Theoretically, stretching before getting out of bed may also help prevent falls. “By focusing on your legs and arms, you may be more careful and mindful when you put your feet on the ground,” Dr. Frates says.
How should you start?
Normally before you stretch, you should warm up your muscles; that gets blood flowing to them so they’re more pliable. But Dr. Frates says the muscles are already on the warmer side when you’ve been in bed all night. All it takes to prepare for stretches in bed, then, is a few minutes of flexing the joints before you stretch. (Tip: Remove your blanket and sheets before stretching, to give yourself a little more room.)
While you’re still lying down, flex your lower limbs: put your knees and feet in the air; with your knees in the air, raise and lower your feet; roll your ankles and move them back and forth.
Next, sit up in bed. Slowly look left and then right. Roll your shoulders a few times; work your elbows by holding both arms in front of you and doing biceps curls; flex your wrists up and down; open and close your hands several times.
Now you’re ready to start stretching. Try the stretches we’ve laid out for you on these pages (in any order you like). Some require a towel or resistance band, which you can keep next to your bed.
“Hold each stretch for 30 to 60 seconds if possible,” Dr. Frates advises. “And don’t bounce, which can damage the muscles.”
When you finish stretching, you’ll probably feel better. “Stretching can release the body’s ‘feel good’ chemicals, lubricate the joints, and help you maintain your range of motion,” Dr. Frates says. And that makes the wake-up stretching routine a prescription for a full day of better functioning.
For more stretching, including additional exercises, check out the Harvard Special Health Report Stretching (www.health.harvard.edu/str).
Full-body stretch with resistance band
Lie on your back with both legs extended. Hold the band shoulder-distance apart with both hands by your hips. Lift the strap up toward the ceiling, over your head and down toward the bed behind you.
Single knee pull
Lie on your back with your legs extended. Bend your left knee. Grasp the back of your left thigh and pull your knee toward your chest.
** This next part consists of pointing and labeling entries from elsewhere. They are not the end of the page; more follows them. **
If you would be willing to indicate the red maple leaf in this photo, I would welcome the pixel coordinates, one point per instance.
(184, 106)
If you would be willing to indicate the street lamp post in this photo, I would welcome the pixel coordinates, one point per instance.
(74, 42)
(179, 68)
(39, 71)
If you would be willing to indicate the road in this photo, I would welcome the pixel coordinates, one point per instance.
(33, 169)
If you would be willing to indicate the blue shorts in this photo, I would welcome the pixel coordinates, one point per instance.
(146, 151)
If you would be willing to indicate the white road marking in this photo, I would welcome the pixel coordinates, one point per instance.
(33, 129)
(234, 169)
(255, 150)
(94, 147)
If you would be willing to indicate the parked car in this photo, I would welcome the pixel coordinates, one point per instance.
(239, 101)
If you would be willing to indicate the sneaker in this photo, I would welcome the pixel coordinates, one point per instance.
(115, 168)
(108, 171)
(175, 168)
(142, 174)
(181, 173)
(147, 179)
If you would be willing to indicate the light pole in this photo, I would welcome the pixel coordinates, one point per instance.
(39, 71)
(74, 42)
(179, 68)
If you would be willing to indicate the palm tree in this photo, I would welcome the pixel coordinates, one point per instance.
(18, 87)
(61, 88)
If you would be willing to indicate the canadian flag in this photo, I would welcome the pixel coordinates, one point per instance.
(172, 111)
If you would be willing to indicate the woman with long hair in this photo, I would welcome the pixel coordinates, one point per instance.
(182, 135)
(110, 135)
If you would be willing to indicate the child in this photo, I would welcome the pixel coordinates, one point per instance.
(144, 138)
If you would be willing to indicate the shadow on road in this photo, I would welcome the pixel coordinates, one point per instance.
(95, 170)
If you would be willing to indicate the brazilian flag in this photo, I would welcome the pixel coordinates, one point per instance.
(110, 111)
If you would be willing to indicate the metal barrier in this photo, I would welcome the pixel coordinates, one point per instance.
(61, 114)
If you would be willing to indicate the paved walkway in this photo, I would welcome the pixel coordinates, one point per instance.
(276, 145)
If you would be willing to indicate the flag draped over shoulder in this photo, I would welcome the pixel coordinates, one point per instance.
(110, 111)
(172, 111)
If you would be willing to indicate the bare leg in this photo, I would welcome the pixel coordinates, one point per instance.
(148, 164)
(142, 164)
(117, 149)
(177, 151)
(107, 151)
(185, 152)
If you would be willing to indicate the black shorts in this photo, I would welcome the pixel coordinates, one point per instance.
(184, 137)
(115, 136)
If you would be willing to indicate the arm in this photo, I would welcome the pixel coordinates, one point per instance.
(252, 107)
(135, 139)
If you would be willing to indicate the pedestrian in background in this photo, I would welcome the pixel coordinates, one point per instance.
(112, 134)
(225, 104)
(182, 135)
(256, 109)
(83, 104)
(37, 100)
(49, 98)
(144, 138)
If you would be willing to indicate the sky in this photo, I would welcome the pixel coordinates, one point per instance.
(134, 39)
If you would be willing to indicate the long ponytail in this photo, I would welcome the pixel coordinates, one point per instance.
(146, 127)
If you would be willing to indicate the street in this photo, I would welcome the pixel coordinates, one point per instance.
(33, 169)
Flex your right foot and press the thigh and calf of that leg down toward the bed to feel a stretch in the front of your right hip and top of your right thigh. Return to the starting position and repeat with the other leg.
Side-lying quadriceps stretch
Lie on your right side with your legs stacked and extended. Rest your right arm under your head. Bend your left knee and bring your heel toward your left buttock, reaching back with your left hand to grasp your foot. Feel the stretch in the front of your thigh and hip. Turn onto your left side and repeat the exercise.